In December 1941, when the Red Army finally halted the Wehrmacht outside Moscow, Nazi policy changed. Without the conquest of Soviet space, deportation was impossible. So the decision was taken to solve the whole remaining "Jewish problem" by mass murder. As Snyder puts it, "the final solution as mass killing 'was spreading to the west.'" But there more "modern" methods were adopted. The three gassing centres built in occupied Poland, followed by another at Auschwitz-Birkenau, were designed to exterminate the entire Jewish population of Europe west of the old Polish-Soviet frontier. East of that line, in the lands where most of Europe's Jews had once lived, the job had already been done by the firing-squads.
All this modifies our view of this appalling period. The British, who liberated Belsen, at first located the slaughter in "the concentration camps". Later, as knowledge of Auschwitz spread, came the image of "impersonal" industrialised killing. Now it becomes clearer that at least half the killing was anything but industrialised; it was done by individual human beings aiming their guns at other naked and helpless human beings.
Snyder reinforces this by aligning the Holocaust with the fate of the Soviet prisoners of war. Herded into enormous wired enclosures with little or no food or shelter, they were intentionally left to die. In German-occupied Poland alone, half a million Soviet prisoners starved to death. Counting the hunger victims in besieged Leningrad, this most primitive method of mass killing took something like four million lives in the course of the war.
Snyder insists that the colossal atrocities in his "bloodlands" have to be set inside a single historical frame. To look at them separately – for instance, to see Hitler's crimes as "so great as to stand outside history", or Stalin's as a monstrous device to achieve modernisation – is to let the two dictators "define their own works for us". This, too, is quaggy ground for historians. In the cold war and afterwards, claims that "Stalin was worse than Hitler", or that "communism and fascism come to the same thing", generated more heat than light. But Snyder doesn't fall into such holes. He is saying that both tyrants identified this luckless strip of Europe as the place where, above all, they must impose their will or see their gigantic visions falter.
For Stalin, it was in Ukraine that "Soviet construction" would succeed or fail; its food supplies must be wrested from the peasantry by collectivisation and terror. And foreign influence – which meant above all Polish – must be flamed out of the western borderlands. (Snyder reveals the little-known fact that the Polish minority were the main ethnic victims of the great terror between 1937 and 1938: well over 100,000 were shot for fictitious "espionage".)
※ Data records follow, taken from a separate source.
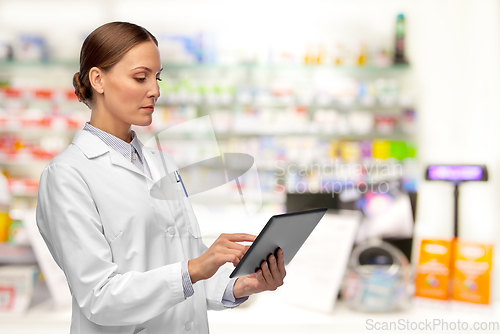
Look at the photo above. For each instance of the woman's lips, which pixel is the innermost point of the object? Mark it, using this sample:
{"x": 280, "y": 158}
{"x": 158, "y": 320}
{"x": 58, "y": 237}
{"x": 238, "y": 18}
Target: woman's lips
{"x": 149, "y": 108}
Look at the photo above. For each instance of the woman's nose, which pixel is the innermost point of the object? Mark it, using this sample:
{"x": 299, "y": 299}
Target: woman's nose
{"x": 155, "y": 91}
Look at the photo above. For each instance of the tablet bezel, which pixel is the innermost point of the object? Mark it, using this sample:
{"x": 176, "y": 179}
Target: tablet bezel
{"x": 263, "y": 232}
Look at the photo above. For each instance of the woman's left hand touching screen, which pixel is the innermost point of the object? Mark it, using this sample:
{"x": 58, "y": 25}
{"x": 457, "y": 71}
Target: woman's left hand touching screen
{"x": 225, "y": 249}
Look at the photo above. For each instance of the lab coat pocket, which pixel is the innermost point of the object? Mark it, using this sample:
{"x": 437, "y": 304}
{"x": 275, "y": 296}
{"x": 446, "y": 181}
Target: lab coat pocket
{"x": 192, "y": 223}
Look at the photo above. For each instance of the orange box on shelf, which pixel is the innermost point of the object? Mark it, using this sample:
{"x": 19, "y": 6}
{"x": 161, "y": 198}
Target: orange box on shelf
{"x": 433, "y": 270}
{"x": 471, "y": 274}
{"x": 43, "y": 94}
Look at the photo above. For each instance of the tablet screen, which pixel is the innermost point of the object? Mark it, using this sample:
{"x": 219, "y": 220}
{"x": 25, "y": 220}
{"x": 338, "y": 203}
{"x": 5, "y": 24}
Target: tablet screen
{"x": 287, "y": 231}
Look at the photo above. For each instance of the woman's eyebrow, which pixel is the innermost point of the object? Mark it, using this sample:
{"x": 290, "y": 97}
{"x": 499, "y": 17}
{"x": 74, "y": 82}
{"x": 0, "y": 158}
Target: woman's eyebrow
{"x": 147, "y": 69}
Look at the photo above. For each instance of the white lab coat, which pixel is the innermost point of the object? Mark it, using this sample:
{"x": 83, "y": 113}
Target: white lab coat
{"x": 120, "y": 248}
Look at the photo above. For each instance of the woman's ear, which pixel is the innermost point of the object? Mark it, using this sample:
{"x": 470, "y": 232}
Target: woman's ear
{"x": 96, "y": 79}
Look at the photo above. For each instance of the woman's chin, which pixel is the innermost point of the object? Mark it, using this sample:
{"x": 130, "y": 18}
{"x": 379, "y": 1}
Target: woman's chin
{"x": 144, "y": 122}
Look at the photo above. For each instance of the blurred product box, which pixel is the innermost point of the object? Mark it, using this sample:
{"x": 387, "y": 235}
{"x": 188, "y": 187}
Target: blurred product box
{"x": 433, "y": 269}
{"x": 471, "y": 273}
{"x": 17, "y": 284}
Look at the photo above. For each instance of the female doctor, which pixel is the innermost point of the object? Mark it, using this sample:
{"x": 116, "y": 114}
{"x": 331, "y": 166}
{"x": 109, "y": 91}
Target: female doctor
{"x": 134, "y": 263}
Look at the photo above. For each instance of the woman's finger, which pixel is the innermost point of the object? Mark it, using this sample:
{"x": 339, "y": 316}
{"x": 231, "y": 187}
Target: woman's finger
{"x": 267, "y": 275}
{"x": 239, "y": 237}
{"x": 273, "y": 266}
{"x": 281, "y": 263}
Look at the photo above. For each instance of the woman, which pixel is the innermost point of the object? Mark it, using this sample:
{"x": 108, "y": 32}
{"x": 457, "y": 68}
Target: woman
{"x": 134, "y": 263}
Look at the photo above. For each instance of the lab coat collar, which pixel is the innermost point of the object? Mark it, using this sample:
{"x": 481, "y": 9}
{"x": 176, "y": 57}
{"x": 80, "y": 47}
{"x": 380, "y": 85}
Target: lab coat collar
{"x": 93, "y": 147}
{"x": 90, "y": 145}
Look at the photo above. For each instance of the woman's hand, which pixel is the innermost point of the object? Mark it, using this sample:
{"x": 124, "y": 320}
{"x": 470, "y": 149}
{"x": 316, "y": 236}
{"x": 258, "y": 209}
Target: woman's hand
{"x": 224, "y": 249}
{"x": 269, "y": 277}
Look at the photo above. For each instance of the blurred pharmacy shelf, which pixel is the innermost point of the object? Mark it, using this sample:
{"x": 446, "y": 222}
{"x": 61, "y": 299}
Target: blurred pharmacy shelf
{"x": 268, "y": 313}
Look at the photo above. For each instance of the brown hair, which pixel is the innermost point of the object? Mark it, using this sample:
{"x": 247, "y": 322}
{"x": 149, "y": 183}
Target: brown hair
{"x": 103, "y": 48}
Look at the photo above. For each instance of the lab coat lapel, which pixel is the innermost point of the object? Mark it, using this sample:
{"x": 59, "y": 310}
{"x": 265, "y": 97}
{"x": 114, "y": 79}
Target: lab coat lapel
{"x": 93, "y": 147}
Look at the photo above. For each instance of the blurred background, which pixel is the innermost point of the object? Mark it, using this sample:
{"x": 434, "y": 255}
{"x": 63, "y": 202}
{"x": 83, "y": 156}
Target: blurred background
{"x": 342, "y": 104}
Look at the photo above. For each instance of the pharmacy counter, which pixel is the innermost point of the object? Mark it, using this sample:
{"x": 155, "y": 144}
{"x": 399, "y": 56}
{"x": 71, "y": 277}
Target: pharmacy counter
{"x": 267, "y": 313}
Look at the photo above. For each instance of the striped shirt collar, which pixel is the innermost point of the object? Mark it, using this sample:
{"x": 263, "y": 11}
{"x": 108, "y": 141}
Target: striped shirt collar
{"x": 122, "y": 147}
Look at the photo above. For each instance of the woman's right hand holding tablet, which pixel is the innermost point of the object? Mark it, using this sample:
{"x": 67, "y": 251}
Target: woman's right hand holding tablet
{"x": 225, "y": 249}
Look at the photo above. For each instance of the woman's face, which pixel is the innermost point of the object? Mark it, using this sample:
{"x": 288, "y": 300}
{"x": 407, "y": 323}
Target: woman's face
{"x": 130, "y": 87}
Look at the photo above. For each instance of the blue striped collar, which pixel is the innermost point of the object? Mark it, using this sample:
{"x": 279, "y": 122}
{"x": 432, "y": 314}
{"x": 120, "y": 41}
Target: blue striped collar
{"x": 116, "y": 143}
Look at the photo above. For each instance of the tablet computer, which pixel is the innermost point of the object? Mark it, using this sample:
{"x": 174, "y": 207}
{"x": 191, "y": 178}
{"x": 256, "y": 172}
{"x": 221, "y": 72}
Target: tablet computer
{"x": 287, "y": 231}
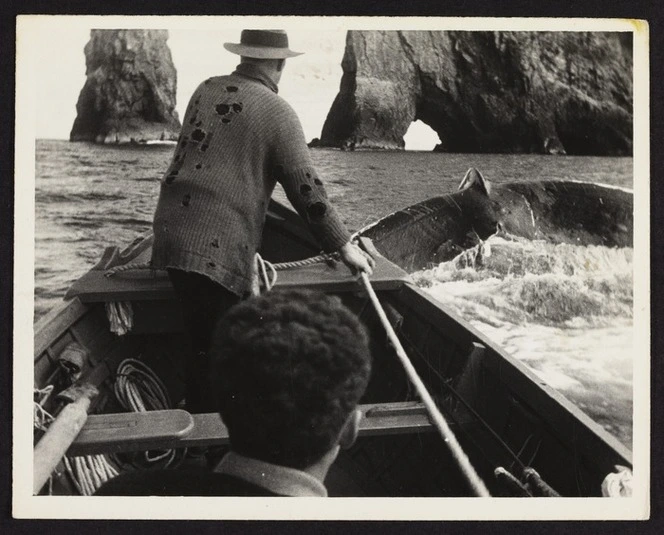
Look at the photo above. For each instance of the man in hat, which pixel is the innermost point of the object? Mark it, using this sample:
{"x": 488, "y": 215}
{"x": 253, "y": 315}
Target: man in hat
{"x": 238, "y": 139}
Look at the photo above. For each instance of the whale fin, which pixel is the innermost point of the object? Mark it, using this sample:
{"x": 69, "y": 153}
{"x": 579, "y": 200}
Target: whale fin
{"x": 474, "y": 179}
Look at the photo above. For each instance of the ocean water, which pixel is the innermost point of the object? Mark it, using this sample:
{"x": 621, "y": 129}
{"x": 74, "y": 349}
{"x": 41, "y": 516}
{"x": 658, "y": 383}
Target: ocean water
{"x": 565, "y": 311}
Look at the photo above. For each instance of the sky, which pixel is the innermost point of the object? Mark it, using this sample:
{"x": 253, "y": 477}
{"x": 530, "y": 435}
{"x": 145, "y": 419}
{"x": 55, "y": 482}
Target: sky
{"x": 310, "y": 82}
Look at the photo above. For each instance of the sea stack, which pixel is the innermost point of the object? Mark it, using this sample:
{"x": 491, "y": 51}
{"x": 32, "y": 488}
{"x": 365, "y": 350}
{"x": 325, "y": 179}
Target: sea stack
{"x": 524, "y": 92}
{"x": 129, "y": 94}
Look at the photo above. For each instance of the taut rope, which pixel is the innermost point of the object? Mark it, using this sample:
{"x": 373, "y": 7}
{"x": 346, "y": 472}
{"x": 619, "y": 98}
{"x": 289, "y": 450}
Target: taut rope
{"x": 476, "y": 483}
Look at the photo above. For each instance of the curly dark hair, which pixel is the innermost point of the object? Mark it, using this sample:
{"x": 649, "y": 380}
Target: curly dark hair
{"x": 288, "y": 369}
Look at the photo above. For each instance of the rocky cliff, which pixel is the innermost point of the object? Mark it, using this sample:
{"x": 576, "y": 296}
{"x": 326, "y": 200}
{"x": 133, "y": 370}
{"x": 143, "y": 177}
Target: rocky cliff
{"x": 129, "y": 94}
{"x": 542, "y": 92}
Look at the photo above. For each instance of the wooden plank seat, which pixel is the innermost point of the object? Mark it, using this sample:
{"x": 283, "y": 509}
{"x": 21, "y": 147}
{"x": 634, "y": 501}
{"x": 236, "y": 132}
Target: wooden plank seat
{"x": 140, "y": 431}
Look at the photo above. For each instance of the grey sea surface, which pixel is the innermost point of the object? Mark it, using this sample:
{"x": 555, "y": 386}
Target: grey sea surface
{"x": 574, "y": 331}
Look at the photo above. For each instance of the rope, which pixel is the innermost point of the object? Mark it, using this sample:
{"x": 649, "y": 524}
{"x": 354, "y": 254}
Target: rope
{"x": 126, "y": 267}
{"x": 478, "y": 486}
{"x": 138, "y": 388}
{"x": 262, "y": 267}
{"x": 89, "y": 472}
{"x": 41, "y": 417}
{"x": 120, "y": 316}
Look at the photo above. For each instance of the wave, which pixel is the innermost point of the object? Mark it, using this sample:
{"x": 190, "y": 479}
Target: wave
{"x": 522, "y": 280}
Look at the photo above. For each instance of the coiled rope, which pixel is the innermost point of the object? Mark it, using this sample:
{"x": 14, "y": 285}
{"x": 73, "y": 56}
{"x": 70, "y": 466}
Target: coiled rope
{"x": 138, "y": 388}
{"x": 87, "y": 473}
{"x": 474, "y": 480}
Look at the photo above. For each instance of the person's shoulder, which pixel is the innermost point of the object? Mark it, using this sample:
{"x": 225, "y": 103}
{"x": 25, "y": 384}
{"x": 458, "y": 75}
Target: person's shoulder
{"x": 179, "y": 483}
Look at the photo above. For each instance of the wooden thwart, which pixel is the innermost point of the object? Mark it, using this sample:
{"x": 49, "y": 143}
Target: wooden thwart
{"x": 139, "y": 431}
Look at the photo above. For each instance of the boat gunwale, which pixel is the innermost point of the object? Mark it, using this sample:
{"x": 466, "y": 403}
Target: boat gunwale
{"x": 412, "y": 297}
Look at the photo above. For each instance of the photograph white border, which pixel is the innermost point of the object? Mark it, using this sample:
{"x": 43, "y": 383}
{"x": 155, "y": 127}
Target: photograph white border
{"x": 25, "y": 505}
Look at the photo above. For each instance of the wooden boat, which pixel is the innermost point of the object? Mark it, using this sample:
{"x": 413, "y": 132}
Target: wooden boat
{"x": 503, "y": 415}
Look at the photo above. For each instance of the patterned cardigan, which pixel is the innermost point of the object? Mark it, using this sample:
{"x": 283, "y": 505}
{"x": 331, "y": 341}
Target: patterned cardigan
{"x": 238, "y": 139}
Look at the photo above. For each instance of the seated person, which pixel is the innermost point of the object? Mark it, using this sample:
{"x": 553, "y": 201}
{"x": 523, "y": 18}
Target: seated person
{"x": 288, "y": 370}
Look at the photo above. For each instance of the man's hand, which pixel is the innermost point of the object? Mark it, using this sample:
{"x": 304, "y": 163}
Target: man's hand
{"x": 357, "y": 259}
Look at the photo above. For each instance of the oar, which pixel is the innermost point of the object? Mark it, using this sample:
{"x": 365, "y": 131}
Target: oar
{"x": 437, "y": 419}
{"x": 61, "y": 433}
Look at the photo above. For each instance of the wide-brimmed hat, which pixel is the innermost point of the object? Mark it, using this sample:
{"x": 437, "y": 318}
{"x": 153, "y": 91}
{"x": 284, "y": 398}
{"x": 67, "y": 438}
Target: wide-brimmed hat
{"x": 262, "y": 44}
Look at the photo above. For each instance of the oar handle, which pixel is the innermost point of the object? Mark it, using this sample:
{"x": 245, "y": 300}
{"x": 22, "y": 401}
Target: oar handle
{"x": 435, "y": 415}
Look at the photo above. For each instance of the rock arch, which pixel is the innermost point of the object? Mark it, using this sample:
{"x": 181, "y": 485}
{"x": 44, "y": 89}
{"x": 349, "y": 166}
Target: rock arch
{"x": 543, "y": 92}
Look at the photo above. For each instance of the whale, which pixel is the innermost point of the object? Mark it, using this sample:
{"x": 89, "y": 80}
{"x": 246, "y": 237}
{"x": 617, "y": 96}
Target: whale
{"x": 558, "y": 211}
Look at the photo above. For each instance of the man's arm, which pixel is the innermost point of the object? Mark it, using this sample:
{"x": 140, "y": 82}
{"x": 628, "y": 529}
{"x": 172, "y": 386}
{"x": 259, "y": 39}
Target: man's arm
{"x": 293, "y": 168}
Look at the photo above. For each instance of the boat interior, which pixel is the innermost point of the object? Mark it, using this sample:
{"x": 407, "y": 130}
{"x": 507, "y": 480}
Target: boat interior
{"x": 503, "y": 415}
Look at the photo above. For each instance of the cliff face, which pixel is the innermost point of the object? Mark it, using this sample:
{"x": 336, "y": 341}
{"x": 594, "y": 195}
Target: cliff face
{"x": 543, "y": 92}
{"x": 129, "y": 94}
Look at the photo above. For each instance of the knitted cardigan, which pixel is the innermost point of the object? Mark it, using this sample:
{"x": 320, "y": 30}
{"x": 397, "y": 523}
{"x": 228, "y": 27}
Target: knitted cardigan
{"x": 238, "y": 139}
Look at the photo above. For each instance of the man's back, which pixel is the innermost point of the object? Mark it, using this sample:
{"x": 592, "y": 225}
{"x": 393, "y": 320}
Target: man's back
{"x": 238, "y": 139}
{"x": 180, "y": 483}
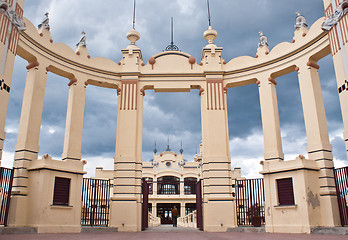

This book's unforgettable account of the Ukraine famine shows conclusively that Stalin knew what was happening in the countryside and chose to let it run its course (some 3 million died). For Hitler, too, seizing Ukraine and its produce for Germany was crucial for his new empire. So was smashing Polish identity. Between them, Germany and the Soviet Union tried to behead the nation's elite by murdering 200,000 Poles in the first 21 months of the war.
The figures are so huge and so awful that grief could grow numb. But Snyder, who is a noble writer as well as a great researcher, knows that. He asks us not to think in those round numbers. "It is perhaps easier to think of 780,863 different people at Treblinka: where the three at the end might be Tamara and Itta Willenberg, whose clothes clung together after they were gassed, and Ruth Dorfmann, who was able to cry with the man who cut her hair before she entered the gas chamber." The Nazi and Soviet regimes turned people into numbers. "It is for us as humanists to turn the numbers back into people."